Friday, June 30, 2017

Learning about the Cherokee

For the past two weeks, our family has been learning about the Cherokee tribe.

We ate a lot of the "Three Sisters"--corn, squash, and beans--this week, as well as turkey jerky, nuts, dried fruit, and bacon. Because the Cherokee used to live near the ocean, before the awful forced relocation to Oklahoma in 1838 known as the the "Trail of Tears," the children also got to try oysters--cooked, not raw. I'm not that adventurous.

Current flag of the Cherokee tribe. The seven-point stars are used because of the symbolism of the number seven to the Cherokees. The black star is to memorialize the Cherokees who died on the Trail of Tears.
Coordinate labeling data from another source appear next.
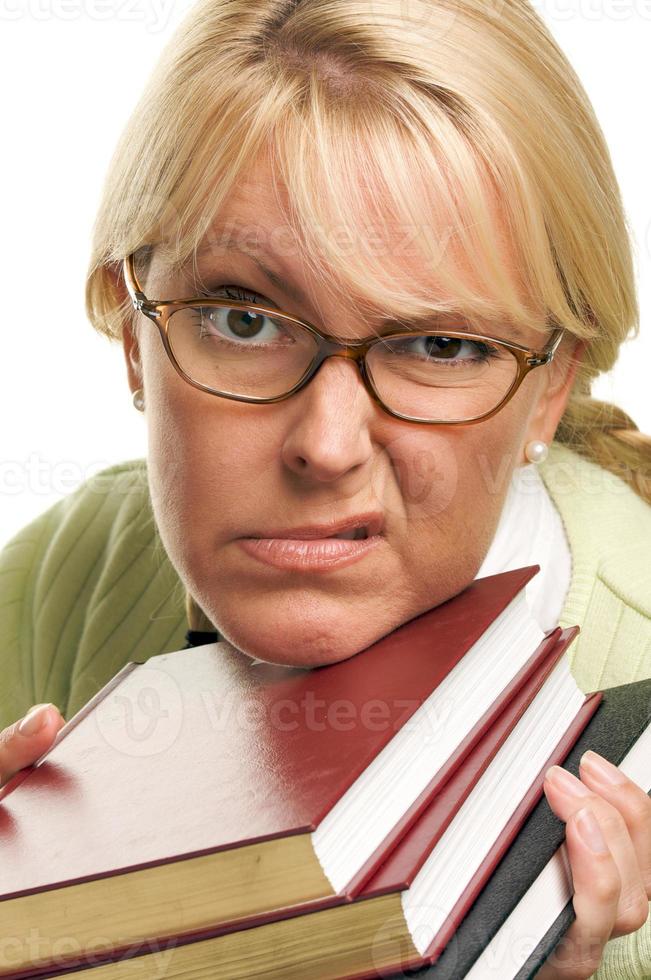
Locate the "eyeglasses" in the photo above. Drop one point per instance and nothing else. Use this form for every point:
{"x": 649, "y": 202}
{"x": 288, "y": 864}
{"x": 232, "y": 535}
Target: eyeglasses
{"x": 258, "y": 354}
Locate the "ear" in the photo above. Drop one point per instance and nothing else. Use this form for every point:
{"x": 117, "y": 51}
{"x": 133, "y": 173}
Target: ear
{"x": 130, "y": 345}
{"x": 555, "y": 396}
Last night, we invited a friend over who is 1/8 Cherokee and ate a dinner of whole baked trout, dried fruit, succotash (made of bacon, onions, lima beans, and corn), pumpkin pie, and cornbread. Her children showed mine how to shoot a bow and arrow; the younger ones used a Nerf bow, while the older ones tried out a real compound bow.

We learned about the Cherokee language, with its own unique syllabic script. We read about how the Cherokees had assimilated to European-American culture. Some Cherokees even were slaveowners in the antebellum South. One interesting and little-known fact is that the Cherokee language, along with other Native American languages, was used as "code talking" during WWI.